My friend Charlie asked me to meet him for coffee one morning and the conversation veered into what he feared was a boring marriage. It went something like this:
Charlie: “I should be excited about our 20th anniversary. I kind of am – but Jane and I are so comfortable and predictable. I’m more worried than enthusiastic.”
Me: “Isn’t comfortable a good thing?”
Charlie: “I thought it was. But I miss the thrill, the racing heart, the chase. Falling in love was fun, but now we’ve landed. Part of me wants to get on a new ride.”
Me: “What does Jane say about it?”
Charlie: “That’s the thing, I just can’t read her. She came into the living room last night after she’d finished the dishes and just stared. I muted the game and said something dumb like, ‘What? I’m trying to watch the game?’ She looked like she was going to cry then walked out.”
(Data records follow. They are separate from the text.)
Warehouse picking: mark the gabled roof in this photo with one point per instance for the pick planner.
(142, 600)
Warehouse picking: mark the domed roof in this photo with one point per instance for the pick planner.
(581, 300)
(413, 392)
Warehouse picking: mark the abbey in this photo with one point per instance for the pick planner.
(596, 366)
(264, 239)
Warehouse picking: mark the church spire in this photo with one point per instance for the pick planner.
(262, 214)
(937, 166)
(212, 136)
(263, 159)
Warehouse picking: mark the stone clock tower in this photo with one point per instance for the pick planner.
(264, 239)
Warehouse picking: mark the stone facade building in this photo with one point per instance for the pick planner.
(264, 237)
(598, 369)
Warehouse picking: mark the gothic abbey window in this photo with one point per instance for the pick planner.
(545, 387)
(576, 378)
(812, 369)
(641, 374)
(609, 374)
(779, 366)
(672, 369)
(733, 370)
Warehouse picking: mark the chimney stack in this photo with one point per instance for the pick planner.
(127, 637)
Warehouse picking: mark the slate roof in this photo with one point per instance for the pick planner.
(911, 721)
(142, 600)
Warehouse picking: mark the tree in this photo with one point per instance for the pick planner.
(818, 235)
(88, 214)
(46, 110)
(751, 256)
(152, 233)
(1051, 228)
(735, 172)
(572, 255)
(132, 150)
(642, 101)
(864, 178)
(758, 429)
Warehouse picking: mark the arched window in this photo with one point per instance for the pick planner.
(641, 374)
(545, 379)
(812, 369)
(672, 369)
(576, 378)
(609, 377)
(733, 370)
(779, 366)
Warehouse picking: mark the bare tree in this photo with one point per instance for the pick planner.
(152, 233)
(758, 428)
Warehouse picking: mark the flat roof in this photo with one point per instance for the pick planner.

Falling in love is one thing, standing in love is a whole other idea.Charlie looked sheepish like he already knew why this was going wrong. “I went to check on her during halftime, but she’d gone to bed early. She was already asleep.” We talked about what to do going forward. Falling in love is one thing, standing in love is a whole other idea. Try the following 5 strategies to avoid a boring marriage.
1. Ask her out like it’s the first date and take it from there.
Ask her out, show up with flowers at her work, plan something fun, then make her glad she’s still saying yes.
2. Shake up your routines.
Watching the game while she does dishes? Really? How about cleaning the kitchen together then walk the neighborhood, holding hands? How about brunch in the city Saturday morning followed by the museum? When did you last take a picnic to a park? Shake it up.
3. Go in (together) for a 30,000-mile service.”
Maybe talk with a licensed professional – counseling isn’t just for when it’s too late. Think of this as preventative maintenance. Approach counseling as fun, useful, and invaluable – it can be all three.
4. Learn something new together.
Pottery class? Fly-fishing? Photography? Be beginners together, like your relationship used to be.
5. Surround yourselves with peers who get it.
A faith community may have small groups for couples. Maybe start a dinner group with three other couples you admire. Perhaps it’s even time to go on a retreat.
Huddle up with your kids and ask, “What are some fun things we could do when we get bored?”